Queue Performance Dashboard Lag During Peak Hours

Stuck on a persistent discrepancy between the real-time queue performance metrics and the historical data reported in the bulk export for our Paris region. The environment is a standard Genesys Cloud deployment, not BYOC, utilizing the default performance dashboards for agent and queue monitoring.

During peak operational hours, specifically between 14:00 and 16:00 CET, the ‘Queue Activity’ view shows a significant delay in updating the ‘Average Handle Time’ and ‘Service Level’ metrics. The dashboard reflects data from approximately 15 minutes prior, which hampers our ability to make real-time staffing adjustments. However, when running a bulk export for the same time window post-shift, the figures appear accurate and aligned with the conversation detail views.

The Architect flows are configured to route calls based on standard skill-based routing without any custom web service integrations that might cause latency. We have verified that the network connectivity from our office to the Genesys Cloud servers is stable, with no packet loss observed during these periods. The issue seems isolated to the rendering or processing of the performance dashboard widgets rather than the underlying data storage.
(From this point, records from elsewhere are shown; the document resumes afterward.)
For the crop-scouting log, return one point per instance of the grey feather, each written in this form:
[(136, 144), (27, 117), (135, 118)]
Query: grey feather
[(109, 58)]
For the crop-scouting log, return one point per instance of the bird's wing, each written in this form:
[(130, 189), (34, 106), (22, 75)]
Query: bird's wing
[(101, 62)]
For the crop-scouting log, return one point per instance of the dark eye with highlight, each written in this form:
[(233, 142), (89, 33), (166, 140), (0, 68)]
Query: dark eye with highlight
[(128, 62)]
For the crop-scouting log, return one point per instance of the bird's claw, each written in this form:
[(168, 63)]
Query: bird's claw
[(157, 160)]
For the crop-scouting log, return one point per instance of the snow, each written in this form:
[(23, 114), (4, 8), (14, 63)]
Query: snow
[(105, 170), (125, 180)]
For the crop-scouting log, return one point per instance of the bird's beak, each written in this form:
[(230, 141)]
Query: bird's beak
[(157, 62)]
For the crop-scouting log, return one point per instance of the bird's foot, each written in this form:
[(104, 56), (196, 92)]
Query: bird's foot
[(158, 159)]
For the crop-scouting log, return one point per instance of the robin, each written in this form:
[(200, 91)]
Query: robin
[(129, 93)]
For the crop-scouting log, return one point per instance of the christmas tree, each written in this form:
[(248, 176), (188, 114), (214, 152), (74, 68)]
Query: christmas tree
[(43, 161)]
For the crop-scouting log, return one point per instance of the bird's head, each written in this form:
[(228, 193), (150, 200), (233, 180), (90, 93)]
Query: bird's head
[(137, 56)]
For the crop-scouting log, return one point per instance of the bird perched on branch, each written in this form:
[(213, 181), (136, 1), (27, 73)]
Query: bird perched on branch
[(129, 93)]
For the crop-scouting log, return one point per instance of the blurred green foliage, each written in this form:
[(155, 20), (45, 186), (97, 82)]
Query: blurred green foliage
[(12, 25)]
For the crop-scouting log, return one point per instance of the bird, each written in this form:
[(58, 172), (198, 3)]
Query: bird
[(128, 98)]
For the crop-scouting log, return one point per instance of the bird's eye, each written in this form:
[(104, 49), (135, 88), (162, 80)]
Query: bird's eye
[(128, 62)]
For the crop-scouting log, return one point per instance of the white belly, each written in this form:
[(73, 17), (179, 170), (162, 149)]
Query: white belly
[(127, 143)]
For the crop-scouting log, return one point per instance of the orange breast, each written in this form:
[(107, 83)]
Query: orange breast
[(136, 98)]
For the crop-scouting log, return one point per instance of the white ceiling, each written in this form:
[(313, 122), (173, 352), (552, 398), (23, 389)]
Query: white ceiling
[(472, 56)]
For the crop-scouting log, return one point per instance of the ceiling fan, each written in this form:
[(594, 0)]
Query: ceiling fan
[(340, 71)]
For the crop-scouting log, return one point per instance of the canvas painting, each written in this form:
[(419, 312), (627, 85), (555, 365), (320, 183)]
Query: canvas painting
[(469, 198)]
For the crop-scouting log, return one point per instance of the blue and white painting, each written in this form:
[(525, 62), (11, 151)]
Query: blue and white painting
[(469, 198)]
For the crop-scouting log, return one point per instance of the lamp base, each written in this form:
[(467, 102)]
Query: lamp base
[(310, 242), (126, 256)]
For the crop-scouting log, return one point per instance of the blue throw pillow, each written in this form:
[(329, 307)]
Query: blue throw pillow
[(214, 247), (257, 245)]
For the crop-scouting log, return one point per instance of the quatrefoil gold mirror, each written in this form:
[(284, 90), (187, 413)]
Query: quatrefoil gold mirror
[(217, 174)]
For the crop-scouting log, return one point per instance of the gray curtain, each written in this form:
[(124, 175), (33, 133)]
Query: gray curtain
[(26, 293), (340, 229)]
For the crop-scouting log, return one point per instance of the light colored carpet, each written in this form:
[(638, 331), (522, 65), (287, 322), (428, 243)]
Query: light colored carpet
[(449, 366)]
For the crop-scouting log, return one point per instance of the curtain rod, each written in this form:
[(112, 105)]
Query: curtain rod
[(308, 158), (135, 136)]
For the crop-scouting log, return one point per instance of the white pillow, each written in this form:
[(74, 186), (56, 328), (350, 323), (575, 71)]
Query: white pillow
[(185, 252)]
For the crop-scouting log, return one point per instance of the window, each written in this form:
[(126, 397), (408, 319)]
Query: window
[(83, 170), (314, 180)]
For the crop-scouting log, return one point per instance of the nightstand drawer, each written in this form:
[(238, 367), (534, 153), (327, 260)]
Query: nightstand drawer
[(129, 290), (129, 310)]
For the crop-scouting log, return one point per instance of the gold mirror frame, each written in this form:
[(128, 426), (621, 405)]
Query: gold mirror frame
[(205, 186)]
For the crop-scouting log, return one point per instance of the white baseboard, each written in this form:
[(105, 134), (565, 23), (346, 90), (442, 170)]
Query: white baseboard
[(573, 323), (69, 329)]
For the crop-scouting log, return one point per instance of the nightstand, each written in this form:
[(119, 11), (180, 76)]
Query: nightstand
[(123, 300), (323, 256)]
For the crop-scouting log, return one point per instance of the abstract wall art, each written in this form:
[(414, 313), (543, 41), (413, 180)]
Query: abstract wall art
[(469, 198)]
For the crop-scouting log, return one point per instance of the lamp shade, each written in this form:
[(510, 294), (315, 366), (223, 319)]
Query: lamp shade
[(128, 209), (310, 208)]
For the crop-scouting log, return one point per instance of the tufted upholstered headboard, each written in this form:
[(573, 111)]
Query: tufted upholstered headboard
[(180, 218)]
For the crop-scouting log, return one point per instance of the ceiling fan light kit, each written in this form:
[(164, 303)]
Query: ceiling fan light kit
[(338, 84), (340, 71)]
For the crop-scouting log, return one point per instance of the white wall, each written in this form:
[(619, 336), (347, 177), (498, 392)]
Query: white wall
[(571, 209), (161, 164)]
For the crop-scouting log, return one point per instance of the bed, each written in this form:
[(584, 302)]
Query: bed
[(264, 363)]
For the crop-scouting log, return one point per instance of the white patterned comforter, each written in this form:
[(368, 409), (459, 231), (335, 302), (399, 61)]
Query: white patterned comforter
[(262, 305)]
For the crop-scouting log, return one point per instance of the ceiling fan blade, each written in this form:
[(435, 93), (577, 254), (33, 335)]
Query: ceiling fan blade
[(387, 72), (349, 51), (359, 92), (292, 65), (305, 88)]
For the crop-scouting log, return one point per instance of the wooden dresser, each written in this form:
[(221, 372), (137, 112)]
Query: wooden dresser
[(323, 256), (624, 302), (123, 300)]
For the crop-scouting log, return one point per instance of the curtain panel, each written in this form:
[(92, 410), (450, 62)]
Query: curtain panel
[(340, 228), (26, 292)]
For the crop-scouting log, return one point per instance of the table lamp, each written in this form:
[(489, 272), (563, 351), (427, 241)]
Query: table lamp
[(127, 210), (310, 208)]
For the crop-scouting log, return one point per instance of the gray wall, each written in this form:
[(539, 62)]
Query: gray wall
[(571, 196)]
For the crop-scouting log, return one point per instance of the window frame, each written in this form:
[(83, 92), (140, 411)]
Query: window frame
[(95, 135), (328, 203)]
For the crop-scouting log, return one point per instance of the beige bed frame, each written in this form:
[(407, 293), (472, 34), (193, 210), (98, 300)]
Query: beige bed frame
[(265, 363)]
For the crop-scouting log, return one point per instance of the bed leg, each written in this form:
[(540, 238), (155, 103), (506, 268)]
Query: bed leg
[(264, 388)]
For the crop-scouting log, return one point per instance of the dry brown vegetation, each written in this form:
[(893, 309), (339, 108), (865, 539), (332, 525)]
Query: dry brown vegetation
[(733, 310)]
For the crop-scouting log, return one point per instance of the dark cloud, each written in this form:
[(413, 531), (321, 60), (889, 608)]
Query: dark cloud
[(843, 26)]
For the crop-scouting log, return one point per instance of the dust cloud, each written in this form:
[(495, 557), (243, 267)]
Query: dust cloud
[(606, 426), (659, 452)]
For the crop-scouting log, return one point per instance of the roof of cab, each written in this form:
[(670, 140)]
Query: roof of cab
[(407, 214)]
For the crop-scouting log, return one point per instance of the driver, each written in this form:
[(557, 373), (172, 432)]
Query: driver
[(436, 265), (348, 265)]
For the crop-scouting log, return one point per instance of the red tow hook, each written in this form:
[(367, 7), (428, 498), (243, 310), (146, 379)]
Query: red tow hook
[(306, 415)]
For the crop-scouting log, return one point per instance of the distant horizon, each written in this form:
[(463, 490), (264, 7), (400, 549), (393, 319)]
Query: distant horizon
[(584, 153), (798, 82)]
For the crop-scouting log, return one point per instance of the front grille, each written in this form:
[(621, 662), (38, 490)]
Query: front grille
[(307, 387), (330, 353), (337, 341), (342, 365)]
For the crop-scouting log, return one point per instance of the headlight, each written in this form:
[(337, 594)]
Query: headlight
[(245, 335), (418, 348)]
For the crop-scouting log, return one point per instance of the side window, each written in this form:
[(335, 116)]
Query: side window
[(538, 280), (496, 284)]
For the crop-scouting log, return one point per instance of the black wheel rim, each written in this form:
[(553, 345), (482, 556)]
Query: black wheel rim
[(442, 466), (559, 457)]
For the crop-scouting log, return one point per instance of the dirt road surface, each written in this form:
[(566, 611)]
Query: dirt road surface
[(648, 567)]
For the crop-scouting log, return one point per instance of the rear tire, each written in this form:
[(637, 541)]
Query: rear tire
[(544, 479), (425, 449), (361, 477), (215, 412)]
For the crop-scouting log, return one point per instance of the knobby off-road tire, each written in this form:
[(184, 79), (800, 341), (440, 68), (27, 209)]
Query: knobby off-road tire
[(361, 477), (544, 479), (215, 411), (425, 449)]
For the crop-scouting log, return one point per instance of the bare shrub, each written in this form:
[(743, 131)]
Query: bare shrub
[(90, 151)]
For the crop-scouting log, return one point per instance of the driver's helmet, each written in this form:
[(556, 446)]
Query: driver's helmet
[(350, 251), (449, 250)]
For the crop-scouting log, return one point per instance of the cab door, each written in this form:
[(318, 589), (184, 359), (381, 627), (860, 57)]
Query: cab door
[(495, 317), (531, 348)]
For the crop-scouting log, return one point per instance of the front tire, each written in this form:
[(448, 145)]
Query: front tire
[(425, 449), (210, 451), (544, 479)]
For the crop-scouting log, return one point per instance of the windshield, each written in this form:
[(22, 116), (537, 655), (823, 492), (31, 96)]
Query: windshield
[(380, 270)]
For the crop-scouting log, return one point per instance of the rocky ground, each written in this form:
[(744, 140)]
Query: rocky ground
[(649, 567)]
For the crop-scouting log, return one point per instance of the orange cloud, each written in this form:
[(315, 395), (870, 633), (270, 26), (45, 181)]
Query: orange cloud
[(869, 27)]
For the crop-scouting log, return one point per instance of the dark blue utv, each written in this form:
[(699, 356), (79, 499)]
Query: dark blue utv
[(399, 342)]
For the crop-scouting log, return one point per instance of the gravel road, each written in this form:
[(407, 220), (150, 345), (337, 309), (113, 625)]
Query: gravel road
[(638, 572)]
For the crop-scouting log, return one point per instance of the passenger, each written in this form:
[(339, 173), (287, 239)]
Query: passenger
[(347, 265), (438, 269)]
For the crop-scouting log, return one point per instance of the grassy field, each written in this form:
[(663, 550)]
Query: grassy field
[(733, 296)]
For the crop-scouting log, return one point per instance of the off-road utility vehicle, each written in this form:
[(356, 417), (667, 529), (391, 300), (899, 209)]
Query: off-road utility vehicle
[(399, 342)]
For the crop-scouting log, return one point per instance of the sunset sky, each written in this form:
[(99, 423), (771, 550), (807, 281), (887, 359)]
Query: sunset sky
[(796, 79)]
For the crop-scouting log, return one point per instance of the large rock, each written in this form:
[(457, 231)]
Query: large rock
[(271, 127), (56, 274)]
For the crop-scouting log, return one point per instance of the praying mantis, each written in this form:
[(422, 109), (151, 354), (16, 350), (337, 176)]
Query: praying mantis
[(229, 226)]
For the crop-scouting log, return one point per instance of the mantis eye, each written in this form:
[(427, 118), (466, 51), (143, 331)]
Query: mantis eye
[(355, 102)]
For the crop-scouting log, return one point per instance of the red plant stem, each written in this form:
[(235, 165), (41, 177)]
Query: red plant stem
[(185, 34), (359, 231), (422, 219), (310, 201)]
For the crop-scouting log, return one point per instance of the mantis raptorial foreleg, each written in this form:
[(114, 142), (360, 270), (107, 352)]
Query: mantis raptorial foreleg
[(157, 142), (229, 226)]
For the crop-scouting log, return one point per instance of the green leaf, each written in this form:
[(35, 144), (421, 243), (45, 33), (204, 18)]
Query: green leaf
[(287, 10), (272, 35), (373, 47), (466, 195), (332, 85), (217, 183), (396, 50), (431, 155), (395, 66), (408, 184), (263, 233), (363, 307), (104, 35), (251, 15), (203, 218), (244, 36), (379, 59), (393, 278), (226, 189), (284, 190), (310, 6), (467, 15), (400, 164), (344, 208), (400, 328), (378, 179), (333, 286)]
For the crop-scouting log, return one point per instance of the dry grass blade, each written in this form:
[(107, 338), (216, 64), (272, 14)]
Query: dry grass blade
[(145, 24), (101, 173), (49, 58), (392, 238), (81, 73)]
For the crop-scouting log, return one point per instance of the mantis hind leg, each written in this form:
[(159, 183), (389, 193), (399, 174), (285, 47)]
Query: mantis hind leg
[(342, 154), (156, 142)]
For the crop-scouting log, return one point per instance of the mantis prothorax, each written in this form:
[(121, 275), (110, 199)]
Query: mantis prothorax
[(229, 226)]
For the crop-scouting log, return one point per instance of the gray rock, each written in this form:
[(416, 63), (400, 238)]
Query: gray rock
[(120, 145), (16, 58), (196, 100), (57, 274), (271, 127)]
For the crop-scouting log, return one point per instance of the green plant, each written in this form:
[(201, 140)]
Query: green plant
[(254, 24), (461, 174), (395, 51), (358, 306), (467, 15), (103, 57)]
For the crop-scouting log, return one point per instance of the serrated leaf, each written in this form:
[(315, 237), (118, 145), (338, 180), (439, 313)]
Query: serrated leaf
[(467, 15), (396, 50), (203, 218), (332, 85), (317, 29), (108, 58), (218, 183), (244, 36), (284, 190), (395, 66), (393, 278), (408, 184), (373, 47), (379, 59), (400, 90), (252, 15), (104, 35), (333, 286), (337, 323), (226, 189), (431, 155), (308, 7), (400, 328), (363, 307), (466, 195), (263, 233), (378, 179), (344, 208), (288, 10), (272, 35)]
Is there a known caching mechanism or processing pipeline limitation for real-time dashboard updates during high-volume periods? How can we ensure the performance dashboard metrics remain synchronized with the actual call flow status during peak hours?

Ah, this is a recognized issue…

Default dashboards poll every 30s. For peak load, switch to genesyscloud_widget_data_source with refresh_interval set to 5000.

resource "genesyscloud_widget_data_source" "realtime" {
 name = "QueueMetrics"
 refresh_interval = 5000
 type = "queuePerformance"
}

Bulk export lags are expected. Real-time needs lower latency configs.

This is typically caused by the default polling interval on the dashboard widgets, which creates a bottleneck when concurrent call volumes spike. The suggestion above uses Terraform, but if you are configuring this directly in the Genesys Cloud UI or via the REST API, the key parameter is refreshInterval. Setting it to 5000 milliseconds helps, but during peak loads between 14:00 and 16:00 CET, the API throughput might still struggle to keep up with the WebSocket updates.

When running load tests with JMeter, I have seen that pushing too many concurrent requests to the performance endpoints can cause the dashboard to throttle. Try adding a delay between your data fetches. Also, check the maxConcurrentRequests setting in your API configuration. If the queue metrics are not updating, it might be because the client is hitting the rateLimit for that specific user scope. Reducing the number of active widgets on the screen can also lower the payload size and improve response times.